20-40-60 Etiquette: Looking for an appropriate gift for a new date
QUESTION: I had my first date with a new woman on Dec. 5. We have plans to go out several more times this month. Since “tis the season,” would it be impolite of me not to get her a Christmas gift? Or, since I don’t know her very well yet, should I skip the trauma of trying to find something appropriate?
CALLIE’S ANSWER: How thoughtful of you to even think about the appropriateness of either. You could do something small: Flowers are always a perfect gift to send. Or you could gift her Champagne and say something nice about celebrating the season together. If it’s more trauma for you, skip the gift and enjoy time together.
LILLIE-BETH’S ANSWER: I think you have to go with your heart on this one. A big gift or major production for someone you’re just getting to know seems like overkill, but if you are interested in her and are planning several additional dates, it would be nice for you to put some thought into doing something for her for the holidays. A hand-picked card with a short note from you falls into this category. So does a festive evening out for dinner and looking at Christmas lights or some flowers. You’re just getting to know her so don’t stress about it or make it expensive. Just look for a meaningful way to connect or acknowledge that you’re having a nice time together.
HELEN’S ANSWER: Most women love gifts and the thoughtfulness that goes into gift giving. But, since you are just getting to know her, flowers, a bottle of her favorite wine or a holiday-decorated gift is probably the way to go. Enjoy her company during the holidays! Have fun! And Merry Christmas!
GUEST’S ANSWER: Brandon Bixler, commercial lending officer, NBC Oklahoma: The answer is found in the question.
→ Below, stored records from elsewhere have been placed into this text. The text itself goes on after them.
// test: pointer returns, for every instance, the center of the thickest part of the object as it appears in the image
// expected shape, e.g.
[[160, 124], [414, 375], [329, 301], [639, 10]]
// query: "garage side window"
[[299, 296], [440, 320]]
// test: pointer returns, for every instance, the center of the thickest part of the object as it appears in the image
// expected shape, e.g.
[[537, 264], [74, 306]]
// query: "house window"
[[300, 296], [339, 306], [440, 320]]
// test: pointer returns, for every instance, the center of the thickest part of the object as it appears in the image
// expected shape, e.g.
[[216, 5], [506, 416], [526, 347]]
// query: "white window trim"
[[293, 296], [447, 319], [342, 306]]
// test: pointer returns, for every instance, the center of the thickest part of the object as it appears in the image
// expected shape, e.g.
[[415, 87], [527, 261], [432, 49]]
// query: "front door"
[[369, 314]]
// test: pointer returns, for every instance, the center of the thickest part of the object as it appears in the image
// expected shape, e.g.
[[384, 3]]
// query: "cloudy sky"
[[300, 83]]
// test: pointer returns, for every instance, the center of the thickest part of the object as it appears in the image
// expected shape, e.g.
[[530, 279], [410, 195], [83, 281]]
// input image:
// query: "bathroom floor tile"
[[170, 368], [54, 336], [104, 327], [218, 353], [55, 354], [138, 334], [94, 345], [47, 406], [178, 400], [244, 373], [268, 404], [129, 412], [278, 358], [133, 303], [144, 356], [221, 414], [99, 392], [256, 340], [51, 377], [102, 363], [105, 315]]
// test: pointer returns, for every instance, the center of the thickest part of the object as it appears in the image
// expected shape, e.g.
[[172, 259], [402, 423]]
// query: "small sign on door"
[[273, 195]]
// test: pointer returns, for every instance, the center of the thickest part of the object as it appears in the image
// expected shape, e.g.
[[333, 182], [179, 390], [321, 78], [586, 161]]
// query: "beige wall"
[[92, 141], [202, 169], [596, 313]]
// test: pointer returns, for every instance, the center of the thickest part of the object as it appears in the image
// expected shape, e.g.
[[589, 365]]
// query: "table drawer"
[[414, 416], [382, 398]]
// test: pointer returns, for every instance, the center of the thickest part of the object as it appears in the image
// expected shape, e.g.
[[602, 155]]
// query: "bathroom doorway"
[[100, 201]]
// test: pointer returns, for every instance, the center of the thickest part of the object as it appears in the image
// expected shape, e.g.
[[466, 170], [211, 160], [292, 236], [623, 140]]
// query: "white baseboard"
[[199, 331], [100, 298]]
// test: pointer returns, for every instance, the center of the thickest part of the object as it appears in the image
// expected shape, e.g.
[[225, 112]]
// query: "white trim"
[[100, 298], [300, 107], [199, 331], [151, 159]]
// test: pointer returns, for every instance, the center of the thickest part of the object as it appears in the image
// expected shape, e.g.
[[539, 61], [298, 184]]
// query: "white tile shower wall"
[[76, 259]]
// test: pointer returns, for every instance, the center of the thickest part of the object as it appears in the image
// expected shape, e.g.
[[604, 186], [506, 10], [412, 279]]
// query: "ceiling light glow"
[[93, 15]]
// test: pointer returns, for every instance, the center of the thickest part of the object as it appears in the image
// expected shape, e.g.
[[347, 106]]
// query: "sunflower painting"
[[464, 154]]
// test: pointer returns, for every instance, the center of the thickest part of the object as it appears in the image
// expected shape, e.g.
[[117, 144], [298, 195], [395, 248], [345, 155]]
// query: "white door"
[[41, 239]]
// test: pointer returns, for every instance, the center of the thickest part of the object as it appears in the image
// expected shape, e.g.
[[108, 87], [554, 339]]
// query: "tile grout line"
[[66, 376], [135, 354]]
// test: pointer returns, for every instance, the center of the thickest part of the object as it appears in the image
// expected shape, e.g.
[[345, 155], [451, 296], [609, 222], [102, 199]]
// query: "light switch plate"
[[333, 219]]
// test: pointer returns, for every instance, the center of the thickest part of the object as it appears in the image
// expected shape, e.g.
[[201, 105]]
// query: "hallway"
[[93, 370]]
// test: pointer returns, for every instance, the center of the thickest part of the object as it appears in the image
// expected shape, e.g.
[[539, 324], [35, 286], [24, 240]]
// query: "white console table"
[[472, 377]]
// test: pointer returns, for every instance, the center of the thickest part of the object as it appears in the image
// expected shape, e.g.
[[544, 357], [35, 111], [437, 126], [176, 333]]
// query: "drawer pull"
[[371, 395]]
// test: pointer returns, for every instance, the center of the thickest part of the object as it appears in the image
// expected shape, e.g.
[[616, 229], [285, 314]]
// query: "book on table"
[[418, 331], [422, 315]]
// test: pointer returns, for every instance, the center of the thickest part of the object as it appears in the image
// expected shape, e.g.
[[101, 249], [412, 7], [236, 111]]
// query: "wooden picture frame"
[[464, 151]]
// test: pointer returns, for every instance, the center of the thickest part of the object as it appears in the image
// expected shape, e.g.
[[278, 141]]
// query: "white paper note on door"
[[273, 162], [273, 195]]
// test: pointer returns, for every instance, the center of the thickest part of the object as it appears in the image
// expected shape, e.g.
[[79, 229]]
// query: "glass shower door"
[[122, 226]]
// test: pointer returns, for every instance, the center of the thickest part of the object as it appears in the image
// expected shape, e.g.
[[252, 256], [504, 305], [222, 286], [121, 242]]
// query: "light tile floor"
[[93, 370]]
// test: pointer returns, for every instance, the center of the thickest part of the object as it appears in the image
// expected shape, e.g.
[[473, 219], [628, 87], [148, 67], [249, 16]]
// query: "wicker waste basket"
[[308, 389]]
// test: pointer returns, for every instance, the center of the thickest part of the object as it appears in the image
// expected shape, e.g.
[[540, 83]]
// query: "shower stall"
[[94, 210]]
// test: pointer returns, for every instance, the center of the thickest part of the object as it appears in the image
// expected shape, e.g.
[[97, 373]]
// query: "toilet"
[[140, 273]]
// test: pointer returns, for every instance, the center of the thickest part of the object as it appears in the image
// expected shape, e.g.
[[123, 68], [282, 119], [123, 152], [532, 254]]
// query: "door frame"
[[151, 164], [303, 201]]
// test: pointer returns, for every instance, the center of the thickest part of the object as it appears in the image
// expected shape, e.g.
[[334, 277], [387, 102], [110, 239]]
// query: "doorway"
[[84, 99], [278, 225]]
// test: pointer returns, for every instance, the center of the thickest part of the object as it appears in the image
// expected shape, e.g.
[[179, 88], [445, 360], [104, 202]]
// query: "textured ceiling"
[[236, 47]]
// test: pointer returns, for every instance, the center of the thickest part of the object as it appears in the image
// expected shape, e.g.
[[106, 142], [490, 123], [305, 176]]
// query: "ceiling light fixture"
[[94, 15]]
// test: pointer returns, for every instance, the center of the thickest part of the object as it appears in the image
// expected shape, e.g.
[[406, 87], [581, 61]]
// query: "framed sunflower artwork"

If you are planning to go out “several more times this month” and you are truly interested, then you should provide her with a Christmas gift.
I would be selective with the gift and determine the message it is sending. I would stay away from any sort of big gift or jewelry — this would be too quick in the process. The perfect Christmas present would be providing a holiday date. This opportunity would show you are interested in pursuing a relationship further and allow her to see your leadership and creativity. The date should be an experience she will remember.
Some recommended ideas would include ice skating, seeing a Christmas play, looking at Christmas lights or hot chocolate and a Hallmark Christmas movie (I know they all end the same, but you are trying to win this girl).